Ovarian germ cell tumors (OGCTs) show a heterogeneity that is not seen in their testicular counterparts and include benign mature cystic teratomas, intermediate immature teratomas, malignant germ cell tumors [GCTs (dysgerminomas, endodermal sinus tumors, and mixed GCTs)], and GCTs arising in dysgenetic gonads of 46,XY individuals. Comparative genomic hybridization was used to analyze 27 OGCTs for regions of relative gain or loss.
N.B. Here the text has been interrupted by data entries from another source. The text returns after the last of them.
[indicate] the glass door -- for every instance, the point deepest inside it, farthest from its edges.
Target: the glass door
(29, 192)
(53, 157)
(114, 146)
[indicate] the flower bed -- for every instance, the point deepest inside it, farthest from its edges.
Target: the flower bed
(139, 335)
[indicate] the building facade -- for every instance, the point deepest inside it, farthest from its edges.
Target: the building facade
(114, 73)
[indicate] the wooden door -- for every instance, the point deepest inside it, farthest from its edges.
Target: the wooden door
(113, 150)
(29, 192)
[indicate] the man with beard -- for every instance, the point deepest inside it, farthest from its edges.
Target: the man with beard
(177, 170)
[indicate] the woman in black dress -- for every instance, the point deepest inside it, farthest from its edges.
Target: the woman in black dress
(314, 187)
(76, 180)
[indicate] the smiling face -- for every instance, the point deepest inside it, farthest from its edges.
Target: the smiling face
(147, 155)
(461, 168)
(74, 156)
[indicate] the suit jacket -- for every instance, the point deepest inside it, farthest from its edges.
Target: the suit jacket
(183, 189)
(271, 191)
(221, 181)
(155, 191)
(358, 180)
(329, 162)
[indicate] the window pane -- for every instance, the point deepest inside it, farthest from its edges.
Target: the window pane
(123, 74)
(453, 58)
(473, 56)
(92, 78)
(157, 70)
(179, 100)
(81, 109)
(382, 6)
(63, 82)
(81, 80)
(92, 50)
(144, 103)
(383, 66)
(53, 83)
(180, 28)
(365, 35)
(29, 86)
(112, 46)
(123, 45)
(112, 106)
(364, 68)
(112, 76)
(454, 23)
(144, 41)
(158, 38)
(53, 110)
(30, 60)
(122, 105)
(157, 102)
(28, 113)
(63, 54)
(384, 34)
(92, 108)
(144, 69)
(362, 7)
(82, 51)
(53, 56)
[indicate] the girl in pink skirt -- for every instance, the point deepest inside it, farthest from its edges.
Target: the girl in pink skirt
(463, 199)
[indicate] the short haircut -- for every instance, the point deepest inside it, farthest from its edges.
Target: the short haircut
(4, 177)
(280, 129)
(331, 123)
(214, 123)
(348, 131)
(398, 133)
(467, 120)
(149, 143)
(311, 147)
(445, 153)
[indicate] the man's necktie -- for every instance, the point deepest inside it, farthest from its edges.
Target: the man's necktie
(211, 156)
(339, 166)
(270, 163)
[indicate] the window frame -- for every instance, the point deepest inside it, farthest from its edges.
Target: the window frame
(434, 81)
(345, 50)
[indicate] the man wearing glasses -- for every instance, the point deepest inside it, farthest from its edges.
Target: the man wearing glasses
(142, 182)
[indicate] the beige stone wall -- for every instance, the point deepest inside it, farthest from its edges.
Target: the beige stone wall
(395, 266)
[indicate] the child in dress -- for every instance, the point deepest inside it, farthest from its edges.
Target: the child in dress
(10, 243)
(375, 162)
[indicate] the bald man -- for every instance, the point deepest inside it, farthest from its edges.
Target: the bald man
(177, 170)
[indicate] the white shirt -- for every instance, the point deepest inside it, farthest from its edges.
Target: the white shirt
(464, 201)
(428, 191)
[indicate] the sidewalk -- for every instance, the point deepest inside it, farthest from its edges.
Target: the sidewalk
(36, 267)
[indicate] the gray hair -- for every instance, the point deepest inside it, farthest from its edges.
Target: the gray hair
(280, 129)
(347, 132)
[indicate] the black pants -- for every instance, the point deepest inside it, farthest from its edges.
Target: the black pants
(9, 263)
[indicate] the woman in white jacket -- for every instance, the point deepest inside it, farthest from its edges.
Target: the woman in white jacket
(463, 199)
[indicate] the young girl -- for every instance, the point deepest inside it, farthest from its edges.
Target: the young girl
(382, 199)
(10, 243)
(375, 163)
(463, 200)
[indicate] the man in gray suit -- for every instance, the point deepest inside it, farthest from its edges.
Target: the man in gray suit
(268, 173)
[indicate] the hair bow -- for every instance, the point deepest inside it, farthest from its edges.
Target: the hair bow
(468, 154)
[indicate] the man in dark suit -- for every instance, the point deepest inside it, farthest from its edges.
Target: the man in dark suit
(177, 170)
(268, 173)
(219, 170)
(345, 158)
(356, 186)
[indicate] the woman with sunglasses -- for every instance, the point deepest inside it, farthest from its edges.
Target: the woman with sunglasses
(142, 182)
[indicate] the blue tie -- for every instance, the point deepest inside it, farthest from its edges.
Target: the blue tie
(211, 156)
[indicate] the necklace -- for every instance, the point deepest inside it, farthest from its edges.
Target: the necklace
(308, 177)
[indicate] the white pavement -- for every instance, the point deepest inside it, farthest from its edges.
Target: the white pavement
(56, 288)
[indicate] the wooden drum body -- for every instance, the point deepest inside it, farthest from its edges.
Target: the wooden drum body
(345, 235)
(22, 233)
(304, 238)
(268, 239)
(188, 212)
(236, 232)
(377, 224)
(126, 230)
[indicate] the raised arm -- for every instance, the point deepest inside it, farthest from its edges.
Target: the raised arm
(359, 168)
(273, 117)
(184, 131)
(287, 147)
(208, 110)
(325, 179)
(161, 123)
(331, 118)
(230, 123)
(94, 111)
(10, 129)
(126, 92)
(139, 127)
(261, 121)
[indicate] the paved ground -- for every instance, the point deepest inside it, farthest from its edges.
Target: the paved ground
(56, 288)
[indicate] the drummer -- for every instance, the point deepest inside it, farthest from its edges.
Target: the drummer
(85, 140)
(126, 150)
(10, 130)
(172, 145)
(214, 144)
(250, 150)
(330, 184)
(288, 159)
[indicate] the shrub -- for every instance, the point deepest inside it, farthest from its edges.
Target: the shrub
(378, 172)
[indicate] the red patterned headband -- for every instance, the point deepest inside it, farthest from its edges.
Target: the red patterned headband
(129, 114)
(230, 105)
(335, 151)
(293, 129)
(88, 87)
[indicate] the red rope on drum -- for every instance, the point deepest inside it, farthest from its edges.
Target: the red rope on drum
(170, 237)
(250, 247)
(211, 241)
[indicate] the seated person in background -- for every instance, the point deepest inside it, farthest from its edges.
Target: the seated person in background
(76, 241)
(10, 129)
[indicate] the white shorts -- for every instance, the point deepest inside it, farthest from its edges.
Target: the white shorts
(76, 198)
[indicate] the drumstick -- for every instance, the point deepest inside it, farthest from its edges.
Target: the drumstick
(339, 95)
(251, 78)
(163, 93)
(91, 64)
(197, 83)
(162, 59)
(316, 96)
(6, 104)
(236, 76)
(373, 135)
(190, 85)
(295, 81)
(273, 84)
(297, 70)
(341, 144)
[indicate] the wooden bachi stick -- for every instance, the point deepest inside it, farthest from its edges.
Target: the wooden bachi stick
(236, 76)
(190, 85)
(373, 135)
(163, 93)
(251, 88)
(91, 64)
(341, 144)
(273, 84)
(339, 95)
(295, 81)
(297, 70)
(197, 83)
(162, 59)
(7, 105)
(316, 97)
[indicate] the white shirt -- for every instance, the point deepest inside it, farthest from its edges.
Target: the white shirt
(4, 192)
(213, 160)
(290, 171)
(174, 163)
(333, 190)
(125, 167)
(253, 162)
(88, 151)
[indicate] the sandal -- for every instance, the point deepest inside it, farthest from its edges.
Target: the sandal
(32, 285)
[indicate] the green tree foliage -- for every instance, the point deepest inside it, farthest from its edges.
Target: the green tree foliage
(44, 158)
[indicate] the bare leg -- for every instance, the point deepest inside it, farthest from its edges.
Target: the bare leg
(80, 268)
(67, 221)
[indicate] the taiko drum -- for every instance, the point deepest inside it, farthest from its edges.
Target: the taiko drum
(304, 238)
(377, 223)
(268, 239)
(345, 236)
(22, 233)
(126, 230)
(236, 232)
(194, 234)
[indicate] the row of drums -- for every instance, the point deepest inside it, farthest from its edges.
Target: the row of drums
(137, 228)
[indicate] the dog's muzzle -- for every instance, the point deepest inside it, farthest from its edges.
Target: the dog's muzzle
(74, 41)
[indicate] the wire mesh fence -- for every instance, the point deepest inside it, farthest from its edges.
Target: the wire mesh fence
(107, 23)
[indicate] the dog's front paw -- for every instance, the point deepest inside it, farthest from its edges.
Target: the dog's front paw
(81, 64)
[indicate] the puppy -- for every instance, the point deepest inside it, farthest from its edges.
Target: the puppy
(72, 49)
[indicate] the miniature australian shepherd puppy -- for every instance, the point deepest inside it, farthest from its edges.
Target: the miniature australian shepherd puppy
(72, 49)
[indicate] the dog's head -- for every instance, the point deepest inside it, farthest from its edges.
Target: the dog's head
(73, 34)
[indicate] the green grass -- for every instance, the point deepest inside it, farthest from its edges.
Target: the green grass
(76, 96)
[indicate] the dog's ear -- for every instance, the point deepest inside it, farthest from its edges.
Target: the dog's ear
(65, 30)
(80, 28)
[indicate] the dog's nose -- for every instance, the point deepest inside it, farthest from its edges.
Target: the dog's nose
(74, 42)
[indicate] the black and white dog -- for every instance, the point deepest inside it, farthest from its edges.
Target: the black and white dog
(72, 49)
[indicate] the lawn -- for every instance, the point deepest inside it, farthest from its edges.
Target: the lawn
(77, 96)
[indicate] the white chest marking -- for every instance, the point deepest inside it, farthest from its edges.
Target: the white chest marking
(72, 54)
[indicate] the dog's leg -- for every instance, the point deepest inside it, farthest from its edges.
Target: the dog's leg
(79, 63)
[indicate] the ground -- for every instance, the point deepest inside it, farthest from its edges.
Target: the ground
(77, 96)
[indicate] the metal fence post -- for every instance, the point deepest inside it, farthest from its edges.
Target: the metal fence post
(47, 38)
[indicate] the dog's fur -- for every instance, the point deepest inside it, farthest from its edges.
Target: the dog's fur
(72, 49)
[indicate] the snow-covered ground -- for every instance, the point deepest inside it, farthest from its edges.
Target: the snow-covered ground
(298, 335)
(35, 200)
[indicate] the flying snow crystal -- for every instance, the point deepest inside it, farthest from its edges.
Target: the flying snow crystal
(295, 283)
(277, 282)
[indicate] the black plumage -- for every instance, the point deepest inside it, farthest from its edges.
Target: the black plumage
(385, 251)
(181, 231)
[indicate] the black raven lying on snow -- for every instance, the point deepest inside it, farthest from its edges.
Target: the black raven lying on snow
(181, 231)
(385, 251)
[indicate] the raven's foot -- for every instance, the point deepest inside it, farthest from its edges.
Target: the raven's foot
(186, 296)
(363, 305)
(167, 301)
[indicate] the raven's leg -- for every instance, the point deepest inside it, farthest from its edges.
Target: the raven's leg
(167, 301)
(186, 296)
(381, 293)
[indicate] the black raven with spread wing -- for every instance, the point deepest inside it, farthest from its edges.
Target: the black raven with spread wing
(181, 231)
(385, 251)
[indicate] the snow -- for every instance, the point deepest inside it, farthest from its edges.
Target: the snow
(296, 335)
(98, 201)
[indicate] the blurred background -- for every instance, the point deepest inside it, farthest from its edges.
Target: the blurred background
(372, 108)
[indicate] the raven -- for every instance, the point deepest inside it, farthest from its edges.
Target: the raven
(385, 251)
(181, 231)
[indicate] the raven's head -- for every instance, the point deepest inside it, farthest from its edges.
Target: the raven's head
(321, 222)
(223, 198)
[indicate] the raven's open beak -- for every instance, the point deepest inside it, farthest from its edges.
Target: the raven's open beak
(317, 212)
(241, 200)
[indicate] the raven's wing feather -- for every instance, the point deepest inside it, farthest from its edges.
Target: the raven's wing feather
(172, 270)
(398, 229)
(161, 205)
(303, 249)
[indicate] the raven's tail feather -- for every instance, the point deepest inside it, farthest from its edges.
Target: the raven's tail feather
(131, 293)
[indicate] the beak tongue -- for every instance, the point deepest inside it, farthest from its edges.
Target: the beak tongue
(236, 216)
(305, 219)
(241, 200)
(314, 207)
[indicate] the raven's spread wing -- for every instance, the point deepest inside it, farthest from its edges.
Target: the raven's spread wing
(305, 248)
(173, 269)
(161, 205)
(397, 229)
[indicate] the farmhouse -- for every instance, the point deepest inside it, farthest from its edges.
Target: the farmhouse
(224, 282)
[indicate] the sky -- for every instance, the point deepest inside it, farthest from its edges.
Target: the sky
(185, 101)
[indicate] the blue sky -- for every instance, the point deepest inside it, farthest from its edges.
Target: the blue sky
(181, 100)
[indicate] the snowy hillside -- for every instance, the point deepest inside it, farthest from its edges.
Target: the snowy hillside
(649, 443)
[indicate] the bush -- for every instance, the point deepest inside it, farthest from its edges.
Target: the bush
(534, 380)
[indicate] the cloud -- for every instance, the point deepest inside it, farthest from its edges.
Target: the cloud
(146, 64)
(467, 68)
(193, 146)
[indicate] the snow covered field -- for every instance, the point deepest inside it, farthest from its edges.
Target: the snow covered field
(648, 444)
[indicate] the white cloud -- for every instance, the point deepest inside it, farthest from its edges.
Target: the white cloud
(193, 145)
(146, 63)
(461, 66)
The analysis of 21 malignant OGCTs (12 dysgerminomas, 6 endodermal sinus tumors, and 3 mixed GCTs) demonstrated genetic alterations similar to those reported in adult testicular GCTs. The most common regions gained include chromosomes 12p (16 of 21 tumors), 21 (10 of 21 tumors), 8 (8 of 21 tumors), and 1q (6 of 21 tumors). The most common region lost was chromosome 13. Regions of high-level gain were identified at 12p11-12 and 4q11. The profile of gains and losses was similar in the different histological subtypes within this category. One tumor presented in a 46,XY patient; this tumor was diploid and showed a gain of 12p. Immature teratomas (six cases) showed only one case with an abnormality, which was a gain of chromosome 14. We conclude that malignant OGCTs are genetically similar to those found in the adult testis; however, immature teratomas show no consistent gains or losses and are therefore different from those presenting in the adult testis. A review of the literature suggests that genetic abnormalities in this group may herald a worse prognosis. Lastly, OGCTs in dysgenetic gonads arise in a diploid rather than a tetraploid cell line, yet they also show a gain of 12p.